Jane glanced at the clock and realised she only had ten minutes to get to the station. ‘I can’t stop now. Will you be open in half an hour?’

‘Where are you going in such a hurry?’

Jane didn’t stop to answer. She rushed out through the door and down the hill. She could hear the train steaming on the platform overhead as she bought her penny platform ticket. The station was crowded with men who’d come to wave the girls off. Bewildered, she looked around at the sea of capped and straw-boatered heads. Fighting her way to the edge of the platform she looked up and down the train. Two porters were stowing the enormous wickerwork baskets that held the props into the guard’s van. Norman and Billy were helping Rusty into a first-class carriage. Lower down the train, she spotted a group of girls clustered in front of the third-class carriages, Mandy and Judy among them. She started running, then stopped in her tracks. Haydn was walking up the steps holding a bunch of red roses. He passed by without seeing her and made his way to the first-class carriages, halting in front of the one Norman had helped Rusty into.

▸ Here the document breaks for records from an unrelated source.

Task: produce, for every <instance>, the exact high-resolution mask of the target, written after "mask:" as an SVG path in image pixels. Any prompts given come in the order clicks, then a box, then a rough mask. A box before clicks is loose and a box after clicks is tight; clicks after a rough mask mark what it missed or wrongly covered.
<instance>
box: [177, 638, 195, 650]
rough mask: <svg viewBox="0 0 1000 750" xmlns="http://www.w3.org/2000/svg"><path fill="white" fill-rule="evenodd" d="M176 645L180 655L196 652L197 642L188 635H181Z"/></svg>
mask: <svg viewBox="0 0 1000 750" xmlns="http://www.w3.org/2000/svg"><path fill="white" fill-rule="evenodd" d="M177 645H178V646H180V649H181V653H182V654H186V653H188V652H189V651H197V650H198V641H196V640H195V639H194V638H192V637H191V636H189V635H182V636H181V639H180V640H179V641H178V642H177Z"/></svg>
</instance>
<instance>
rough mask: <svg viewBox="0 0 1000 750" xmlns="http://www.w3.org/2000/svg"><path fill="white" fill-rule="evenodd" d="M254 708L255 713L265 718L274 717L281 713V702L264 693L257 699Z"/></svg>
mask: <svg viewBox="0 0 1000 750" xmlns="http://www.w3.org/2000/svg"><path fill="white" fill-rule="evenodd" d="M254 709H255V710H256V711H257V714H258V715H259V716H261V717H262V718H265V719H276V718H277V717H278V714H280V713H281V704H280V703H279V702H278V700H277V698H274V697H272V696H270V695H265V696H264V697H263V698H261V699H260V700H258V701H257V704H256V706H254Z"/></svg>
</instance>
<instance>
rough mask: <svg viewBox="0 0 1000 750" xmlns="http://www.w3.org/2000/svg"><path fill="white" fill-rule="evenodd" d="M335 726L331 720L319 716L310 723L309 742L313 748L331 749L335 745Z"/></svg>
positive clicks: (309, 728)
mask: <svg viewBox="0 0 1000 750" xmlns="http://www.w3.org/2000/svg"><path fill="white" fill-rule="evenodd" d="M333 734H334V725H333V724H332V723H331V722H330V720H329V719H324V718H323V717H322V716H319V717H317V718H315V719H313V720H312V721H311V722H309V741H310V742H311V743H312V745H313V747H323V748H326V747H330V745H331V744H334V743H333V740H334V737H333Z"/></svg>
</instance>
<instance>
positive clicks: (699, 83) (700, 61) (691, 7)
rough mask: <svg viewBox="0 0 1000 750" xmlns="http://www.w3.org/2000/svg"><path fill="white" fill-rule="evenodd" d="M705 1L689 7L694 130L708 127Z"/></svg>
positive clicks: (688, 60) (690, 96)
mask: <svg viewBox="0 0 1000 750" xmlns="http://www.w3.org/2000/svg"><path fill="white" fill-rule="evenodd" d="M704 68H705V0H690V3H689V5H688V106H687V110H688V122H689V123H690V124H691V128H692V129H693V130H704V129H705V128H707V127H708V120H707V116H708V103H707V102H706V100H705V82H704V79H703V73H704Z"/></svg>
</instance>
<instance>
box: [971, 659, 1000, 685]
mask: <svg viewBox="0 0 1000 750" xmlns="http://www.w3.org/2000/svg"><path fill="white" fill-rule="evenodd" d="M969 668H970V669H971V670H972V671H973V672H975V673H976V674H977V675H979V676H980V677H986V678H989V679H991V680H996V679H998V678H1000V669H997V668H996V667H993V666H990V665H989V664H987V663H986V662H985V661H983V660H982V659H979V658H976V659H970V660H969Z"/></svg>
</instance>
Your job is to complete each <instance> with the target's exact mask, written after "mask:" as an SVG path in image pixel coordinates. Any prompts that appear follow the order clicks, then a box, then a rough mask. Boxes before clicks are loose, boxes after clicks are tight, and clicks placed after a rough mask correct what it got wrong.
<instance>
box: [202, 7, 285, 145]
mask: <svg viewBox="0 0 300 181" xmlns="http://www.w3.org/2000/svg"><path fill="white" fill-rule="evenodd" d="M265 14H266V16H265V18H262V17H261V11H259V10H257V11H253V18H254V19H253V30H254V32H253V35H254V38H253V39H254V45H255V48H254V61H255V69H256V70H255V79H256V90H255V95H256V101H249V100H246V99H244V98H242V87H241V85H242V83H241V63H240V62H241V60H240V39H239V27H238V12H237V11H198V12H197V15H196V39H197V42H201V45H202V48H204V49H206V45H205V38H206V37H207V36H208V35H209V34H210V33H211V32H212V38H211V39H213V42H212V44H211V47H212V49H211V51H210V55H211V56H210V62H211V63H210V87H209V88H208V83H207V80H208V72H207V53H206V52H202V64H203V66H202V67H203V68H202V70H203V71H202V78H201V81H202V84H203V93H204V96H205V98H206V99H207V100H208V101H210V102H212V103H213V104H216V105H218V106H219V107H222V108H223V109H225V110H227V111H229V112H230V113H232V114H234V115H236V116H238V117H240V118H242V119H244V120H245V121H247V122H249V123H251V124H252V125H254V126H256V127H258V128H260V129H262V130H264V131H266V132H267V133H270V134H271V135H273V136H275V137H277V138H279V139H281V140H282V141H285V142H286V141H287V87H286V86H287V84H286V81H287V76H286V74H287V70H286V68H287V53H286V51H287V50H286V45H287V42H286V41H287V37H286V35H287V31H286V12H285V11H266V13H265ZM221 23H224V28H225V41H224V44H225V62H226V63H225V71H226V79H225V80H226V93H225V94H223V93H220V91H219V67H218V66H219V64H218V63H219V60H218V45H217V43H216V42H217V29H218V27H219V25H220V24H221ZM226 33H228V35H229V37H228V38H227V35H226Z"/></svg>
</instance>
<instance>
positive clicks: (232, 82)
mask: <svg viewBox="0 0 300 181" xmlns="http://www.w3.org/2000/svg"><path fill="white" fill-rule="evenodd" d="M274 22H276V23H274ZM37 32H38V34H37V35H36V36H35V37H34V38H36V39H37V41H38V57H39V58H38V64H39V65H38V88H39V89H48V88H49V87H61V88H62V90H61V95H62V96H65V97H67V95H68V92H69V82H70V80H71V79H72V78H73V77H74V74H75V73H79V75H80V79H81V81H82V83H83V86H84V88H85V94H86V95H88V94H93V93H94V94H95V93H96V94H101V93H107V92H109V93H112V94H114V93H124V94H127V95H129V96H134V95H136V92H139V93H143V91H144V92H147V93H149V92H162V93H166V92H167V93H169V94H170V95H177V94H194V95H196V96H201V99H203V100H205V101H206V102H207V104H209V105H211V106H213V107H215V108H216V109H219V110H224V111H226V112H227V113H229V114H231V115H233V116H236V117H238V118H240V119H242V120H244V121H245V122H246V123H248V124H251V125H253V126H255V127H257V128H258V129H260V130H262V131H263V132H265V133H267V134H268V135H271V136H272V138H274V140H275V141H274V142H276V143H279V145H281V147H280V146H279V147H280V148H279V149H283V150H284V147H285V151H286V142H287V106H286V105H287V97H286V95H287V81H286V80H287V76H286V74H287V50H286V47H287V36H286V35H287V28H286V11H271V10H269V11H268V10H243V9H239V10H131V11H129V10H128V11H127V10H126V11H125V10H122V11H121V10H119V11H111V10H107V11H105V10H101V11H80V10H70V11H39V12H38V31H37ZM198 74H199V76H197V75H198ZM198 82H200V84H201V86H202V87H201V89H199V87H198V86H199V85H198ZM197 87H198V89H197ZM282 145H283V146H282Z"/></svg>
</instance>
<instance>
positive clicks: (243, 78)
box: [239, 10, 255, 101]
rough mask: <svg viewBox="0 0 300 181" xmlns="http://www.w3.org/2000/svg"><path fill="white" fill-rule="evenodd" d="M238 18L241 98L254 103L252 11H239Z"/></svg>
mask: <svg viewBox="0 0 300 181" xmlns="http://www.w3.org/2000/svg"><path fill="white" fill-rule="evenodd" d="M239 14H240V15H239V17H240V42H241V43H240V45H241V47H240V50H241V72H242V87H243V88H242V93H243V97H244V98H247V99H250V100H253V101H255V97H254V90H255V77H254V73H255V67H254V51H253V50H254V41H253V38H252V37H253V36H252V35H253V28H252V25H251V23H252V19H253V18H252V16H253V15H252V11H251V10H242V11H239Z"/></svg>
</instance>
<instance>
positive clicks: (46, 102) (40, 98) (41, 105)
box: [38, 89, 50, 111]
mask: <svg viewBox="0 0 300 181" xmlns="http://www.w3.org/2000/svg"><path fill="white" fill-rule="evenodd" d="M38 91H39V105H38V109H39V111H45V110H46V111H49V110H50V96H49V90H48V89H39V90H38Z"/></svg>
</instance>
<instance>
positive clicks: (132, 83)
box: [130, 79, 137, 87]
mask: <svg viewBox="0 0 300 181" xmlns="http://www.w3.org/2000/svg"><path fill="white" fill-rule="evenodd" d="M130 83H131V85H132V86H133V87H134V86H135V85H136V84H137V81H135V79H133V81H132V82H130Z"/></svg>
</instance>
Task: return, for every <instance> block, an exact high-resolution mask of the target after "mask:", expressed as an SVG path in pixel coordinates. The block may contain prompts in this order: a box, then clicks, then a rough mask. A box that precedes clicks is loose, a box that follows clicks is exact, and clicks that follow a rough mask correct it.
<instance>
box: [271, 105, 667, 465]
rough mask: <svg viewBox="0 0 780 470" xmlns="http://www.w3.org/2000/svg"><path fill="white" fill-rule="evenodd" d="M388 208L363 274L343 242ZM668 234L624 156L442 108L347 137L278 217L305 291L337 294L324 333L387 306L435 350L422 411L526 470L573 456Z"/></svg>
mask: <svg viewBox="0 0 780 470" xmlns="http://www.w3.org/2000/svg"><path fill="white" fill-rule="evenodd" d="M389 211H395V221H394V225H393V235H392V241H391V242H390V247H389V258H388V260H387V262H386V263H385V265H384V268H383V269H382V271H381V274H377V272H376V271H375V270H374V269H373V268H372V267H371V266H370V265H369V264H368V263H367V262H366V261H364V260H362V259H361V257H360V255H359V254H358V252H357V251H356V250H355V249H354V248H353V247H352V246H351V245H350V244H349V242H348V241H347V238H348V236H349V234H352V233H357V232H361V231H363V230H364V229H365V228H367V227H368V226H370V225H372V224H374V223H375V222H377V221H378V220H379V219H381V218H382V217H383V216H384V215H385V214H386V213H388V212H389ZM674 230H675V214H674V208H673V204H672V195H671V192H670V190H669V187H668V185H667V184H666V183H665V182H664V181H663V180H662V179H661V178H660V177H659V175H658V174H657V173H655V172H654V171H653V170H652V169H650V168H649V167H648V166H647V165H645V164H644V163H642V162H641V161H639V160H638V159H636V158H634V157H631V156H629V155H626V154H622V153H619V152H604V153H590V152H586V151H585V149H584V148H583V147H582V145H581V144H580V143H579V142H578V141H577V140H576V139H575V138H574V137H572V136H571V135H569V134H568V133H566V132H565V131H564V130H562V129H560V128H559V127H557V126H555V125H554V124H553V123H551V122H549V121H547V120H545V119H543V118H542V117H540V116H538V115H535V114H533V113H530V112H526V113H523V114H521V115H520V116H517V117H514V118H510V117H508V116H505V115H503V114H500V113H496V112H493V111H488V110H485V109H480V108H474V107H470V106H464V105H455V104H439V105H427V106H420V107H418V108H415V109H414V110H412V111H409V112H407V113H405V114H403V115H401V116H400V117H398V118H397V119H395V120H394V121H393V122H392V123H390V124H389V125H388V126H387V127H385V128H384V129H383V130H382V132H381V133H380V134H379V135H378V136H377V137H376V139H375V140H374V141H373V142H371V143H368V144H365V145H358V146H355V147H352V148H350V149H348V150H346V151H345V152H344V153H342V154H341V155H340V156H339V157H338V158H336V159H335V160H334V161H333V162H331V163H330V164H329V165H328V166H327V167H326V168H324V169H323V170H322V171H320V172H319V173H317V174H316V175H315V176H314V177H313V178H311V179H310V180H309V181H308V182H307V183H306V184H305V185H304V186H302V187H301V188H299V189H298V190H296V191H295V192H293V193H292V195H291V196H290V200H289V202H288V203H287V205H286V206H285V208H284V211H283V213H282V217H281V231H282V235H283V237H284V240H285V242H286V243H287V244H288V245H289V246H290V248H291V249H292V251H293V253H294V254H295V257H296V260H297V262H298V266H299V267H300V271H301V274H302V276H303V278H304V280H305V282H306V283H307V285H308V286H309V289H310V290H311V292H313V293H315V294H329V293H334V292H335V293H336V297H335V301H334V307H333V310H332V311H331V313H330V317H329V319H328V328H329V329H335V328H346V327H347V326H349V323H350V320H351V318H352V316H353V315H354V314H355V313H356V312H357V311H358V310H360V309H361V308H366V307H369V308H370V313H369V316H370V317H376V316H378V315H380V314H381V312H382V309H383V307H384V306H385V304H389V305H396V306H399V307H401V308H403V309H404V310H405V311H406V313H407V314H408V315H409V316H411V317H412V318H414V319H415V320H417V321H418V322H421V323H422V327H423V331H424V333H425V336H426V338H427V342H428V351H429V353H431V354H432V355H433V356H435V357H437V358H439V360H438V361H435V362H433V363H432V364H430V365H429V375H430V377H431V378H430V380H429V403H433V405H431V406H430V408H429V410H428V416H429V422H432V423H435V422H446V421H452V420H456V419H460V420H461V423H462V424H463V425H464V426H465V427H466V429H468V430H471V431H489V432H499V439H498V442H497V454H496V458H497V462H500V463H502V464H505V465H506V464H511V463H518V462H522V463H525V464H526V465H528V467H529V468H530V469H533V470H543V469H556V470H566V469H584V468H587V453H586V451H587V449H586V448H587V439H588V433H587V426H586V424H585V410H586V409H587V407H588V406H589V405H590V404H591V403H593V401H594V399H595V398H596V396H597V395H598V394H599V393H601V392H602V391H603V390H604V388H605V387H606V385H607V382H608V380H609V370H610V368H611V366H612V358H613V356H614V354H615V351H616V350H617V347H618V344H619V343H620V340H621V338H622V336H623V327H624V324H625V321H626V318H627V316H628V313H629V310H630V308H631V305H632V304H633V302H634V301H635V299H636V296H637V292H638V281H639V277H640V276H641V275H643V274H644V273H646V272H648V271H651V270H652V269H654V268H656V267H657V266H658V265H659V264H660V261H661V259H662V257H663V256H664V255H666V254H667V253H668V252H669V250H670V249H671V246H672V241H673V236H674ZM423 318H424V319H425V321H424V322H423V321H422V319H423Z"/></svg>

‘Jane, don’t tell me you’ve come to see us off?’ Mandy cried, pulling out a handkerchief and dabbing her eyes with it. ‘God, I hate goodbyes.’

‘Me too.’ Judy purloined Mandy’s handkerchief.

‘I bought you both some chocolate for the journey.’ Jane pushed the bag into Mandy’s hands. ‘It’s Fry’s, the kind you like.’

‘Don’t! You’re going to have me crying in a moment.’

‘I didn’t mean to upset you. You’ve both been so good to me.’

‘And you to us.’ Judy hugged her. ‘What are we going to do without you to mend our stockings?’

Billy, who’d spotted Jane from the first-class section, walked down the train. Winking at her from the open door, he said, ‘If ever you get tired of being an usherette, write to me and I’ll take you on as a comic’s assistant.’